The Hermit Poet

August 23, 2005

The New Sincerity as Response to Postmodernism

Filed under: General — Neil Aitken @ 12:05 am

I highly recommend the following essay by Mikhail Epstein, The Place of Postmodernism in Postmodernity, which was presented in the 1997 After Postmodernism Conference.

I’ll pull some of the more pertinent sections out.

Here is what several Moscow artists and art scholars of the post-Conceptual wave have said about the subject: “It is crucial that the problem of the universal be raised as a contemporary issue. I understand that it is a utopia. It is done completely consciously, yes, utopia is dead, so long live utopia. Utopia endows the individual with a more significant and a wider horizon” (Viktor Miziano). “The future of contemporary art is in the will to utopia, in the break-through into reality through a membrane of quotations, it is in sincerity and pathos” (Anatolii Osmolovsky). The subject here is the resurrection of utopia after the death of utopia, no longer as a social project with claims to transforming the world, but as a new intensity of life experience and a broader horizon for the individual.

The Post-Conceptual Movement (aka the New Sincerity) is occupied primarily with the “resurrection of utopia after the death of utopia, no longer a social project with claims to transforming the world, but as a new intensity of life experience and a broader horizon for the individual.” While Epstein here is refering to the fall of the Soviet empire, the present rise of New Sincerity here in the US might well be seen as a similar reaction to 9/11. In this case, the vision of the American utopia has shattered, and in its place is the desperate need to establish an intense and individual connection to the world. An interesting parallel.

Regarding the rise of postmodernism:

Over time, postmodernism itself may be perceived as an initial and inadequate reaction to this aesthetics of repetition, whose suprising emergence seemed to demand a full anaesthetisation and automatisation of feelings.

Which Epstein further illustrates by noting:

The postmodern utterance of “I love” was masked by citationality as a loophole for meaning, in which the subject of language could shield himself from its literal meaning and its responsible consequences.
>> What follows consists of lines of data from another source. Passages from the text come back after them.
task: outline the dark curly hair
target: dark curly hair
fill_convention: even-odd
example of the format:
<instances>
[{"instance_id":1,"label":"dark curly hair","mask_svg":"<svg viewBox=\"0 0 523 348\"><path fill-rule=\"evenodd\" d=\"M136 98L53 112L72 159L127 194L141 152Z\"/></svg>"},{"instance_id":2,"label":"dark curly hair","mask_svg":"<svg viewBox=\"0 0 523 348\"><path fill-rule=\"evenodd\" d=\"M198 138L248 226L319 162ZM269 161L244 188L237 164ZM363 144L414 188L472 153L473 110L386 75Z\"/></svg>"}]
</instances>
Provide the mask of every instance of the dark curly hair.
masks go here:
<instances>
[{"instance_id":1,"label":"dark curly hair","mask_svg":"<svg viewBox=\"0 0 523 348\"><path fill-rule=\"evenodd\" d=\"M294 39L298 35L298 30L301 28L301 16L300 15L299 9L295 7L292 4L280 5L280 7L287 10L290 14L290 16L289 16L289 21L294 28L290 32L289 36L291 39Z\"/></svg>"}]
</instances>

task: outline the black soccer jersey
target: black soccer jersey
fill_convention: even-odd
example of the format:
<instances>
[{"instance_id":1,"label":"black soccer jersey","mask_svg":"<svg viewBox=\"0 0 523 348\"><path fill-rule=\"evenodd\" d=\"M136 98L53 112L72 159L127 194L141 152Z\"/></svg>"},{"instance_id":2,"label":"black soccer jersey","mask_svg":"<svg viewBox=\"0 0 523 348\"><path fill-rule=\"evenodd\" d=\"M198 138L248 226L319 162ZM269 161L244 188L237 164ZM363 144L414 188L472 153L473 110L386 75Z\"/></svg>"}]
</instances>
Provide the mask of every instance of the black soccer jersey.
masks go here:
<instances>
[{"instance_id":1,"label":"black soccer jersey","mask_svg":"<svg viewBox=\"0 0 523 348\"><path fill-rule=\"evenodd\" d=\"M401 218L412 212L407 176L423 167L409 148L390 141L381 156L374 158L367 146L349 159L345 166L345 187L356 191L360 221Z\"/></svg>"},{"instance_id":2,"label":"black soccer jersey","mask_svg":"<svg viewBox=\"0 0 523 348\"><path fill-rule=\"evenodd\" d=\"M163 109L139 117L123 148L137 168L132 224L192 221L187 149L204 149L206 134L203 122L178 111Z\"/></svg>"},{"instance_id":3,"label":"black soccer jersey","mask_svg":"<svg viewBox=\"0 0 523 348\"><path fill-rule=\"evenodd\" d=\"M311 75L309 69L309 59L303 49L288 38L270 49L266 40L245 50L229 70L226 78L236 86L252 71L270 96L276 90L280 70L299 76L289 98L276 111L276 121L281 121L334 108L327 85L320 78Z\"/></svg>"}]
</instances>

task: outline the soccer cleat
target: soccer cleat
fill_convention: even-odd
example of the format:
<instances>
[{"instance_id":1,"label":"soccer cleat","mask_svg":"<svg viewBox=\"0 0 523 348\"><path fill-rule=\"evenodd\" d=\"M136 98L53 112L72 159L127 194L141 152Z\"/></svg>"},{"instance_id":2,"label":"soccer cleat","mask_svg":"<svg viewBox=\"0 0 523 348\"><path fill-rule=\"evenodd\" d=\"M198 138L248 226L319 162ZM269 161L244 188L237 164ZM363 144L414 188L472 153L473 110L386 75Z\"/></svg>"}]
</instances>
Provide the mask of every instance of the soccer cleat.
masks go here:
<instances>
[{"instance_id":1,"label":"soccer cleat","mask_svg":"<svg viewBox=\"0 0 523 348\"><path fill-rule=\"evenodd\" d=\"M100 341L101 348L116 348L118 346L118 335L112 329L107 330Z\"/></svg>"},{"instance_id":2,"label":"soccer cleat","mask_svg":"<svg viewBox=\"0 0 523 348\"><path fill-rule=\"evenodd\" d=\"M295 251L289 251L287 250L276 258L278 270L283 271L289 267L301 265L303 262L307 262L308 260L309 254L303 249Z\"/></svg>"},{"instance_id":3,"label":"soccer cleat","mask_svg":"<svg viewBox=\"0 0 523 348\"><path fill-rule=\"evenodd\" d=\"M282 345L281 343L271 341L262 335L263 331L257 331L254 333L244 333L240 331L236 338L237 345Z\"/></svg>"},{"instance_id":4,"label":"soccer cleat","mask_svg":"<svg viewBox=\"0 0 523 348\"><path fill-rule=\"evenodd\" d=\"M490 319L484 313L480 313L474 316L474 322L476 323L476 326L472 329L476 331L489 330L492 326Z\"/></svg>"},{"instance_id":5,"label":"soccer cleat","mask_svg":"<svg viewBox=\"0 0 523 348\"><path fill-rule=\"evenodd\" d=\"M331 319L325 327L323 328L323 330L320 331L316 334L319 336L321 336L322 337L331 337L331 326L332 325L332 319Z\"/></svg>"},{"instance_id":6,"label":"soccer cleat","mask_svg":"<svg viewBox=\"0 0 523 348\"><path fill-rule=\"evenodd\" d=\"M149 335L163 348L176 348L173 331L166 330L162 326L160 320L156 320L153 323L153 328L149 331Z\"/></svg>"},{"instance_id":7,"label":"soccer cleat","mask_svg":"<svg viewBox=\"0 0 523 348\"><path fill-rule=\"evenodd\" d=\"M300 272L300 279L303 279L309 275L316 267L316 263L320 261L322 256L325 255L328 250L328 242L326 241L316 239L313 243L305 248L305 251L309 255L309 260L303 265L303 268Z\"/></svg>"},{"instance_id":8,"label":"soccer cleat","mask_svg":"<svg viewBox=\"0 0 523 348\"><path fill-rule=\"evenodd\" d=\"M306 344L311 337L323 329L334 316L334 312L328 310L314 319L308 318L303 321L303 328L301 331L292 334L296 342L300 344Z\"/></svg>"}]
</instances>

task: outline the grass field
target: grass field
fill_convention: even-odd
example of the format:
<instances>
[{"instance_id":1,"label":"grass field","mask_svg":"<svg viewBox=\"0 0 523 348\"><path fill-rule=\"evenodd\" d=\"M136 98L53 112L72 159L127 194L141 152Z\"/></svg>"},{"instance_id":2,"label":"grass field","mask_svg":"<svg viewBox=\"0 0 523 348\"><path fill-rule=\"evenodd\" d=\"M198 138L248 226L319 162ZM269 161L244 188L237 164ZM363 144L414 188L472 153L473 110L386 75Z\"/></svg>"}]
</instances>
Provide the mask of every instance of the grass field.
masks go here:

This shielding of self from literal meaning and responsible consequences seems to be the very thing that irks the New Sincerists about the present state of much of the poetry that is published today. The Postmodernist movement has certain created an atmosphere of irony and non-literalness, a rejection of sentiment, or even of authorial intent. Perhaps consciously or unconsciously many poets who have taken an academic path have been influenced by such thinking?

As a culture, postmodernism has definitely left its mark. From film to television to cartoons to books, we have been trained to question and distrust, to regard everthing as construct, and to participate as well in the “language game.”

More than that though, Epstein suggests:

The fundamental thrust of Postmodernism’s solution was toward a new impersonalism, the use of the unconscious and superconscious, a reflection of medievalism. This was accompanied by fragmentariness, dispersion, eclecticism, irony with respect to the absolute (which appears under various names: “totality,” “canon,” “center,” “logocentrism,” “metaphysics,” etc.) In other words, postmodernism works against two major postulates, that of the individual and the absolute, whose tortuous dividedness gave rise to the inexorbaly tragic sense of Modernism, combining extreme optimism and extreme pessimism. The man of Modernity is Goethe’s Faust, Dostoevsky’s Raskolnikov and Nietzsche’s Zarathustra. He aims for the absolute and tries to encompass it with his own personality. The collapse of this aspiration marked the end of the entire epoch of Modernity.

If postmodernism works against the individual and the absolute, it is no wonder that poetry which rises from such a tradition lacks feeling and responsibility. Without the individual, the poem is bodiless and bloodless. Without the absolute, there is nothing to answer to or to revile against.

Epstein continues

The tragedy of the division between the individual and the absolute, between the individual and society, and between consciousness and reality, becomes as impossible as the avant-garde utopia and ecstasy of overcoming that division. What kind of alienation is possible for a theory (postmodern) that does not accept anything as one’s “own” and “originary”? There is nothing left to become alienated from. The cause of tragedy has thus disappeared, just as has the possibility of utopia.

This is where the postmodern movement leaves us — with nothing to be alienated from, having made all signs meaningless, and all forms empty. And in such a vacuum, what kind of poetry is possible? It appears to me at least that the New Sincerity is a rejection of that vacuum – a refusal to buy into the legacy that postmodernism attempts to leave us. Instead, there is a call to refocus and resurrect the body and the absolute. There is a sense that the individual does indeed feel and in that feeling (despite the problem of translation from one body to another) is of potential universal worth.

Am I a New Sincerist? I don’t know. But I do know that I write to stay human. Even in the fragmented world, I write both in the body and in response to absolutes. I believe in blood and feeling. So perhaps I am.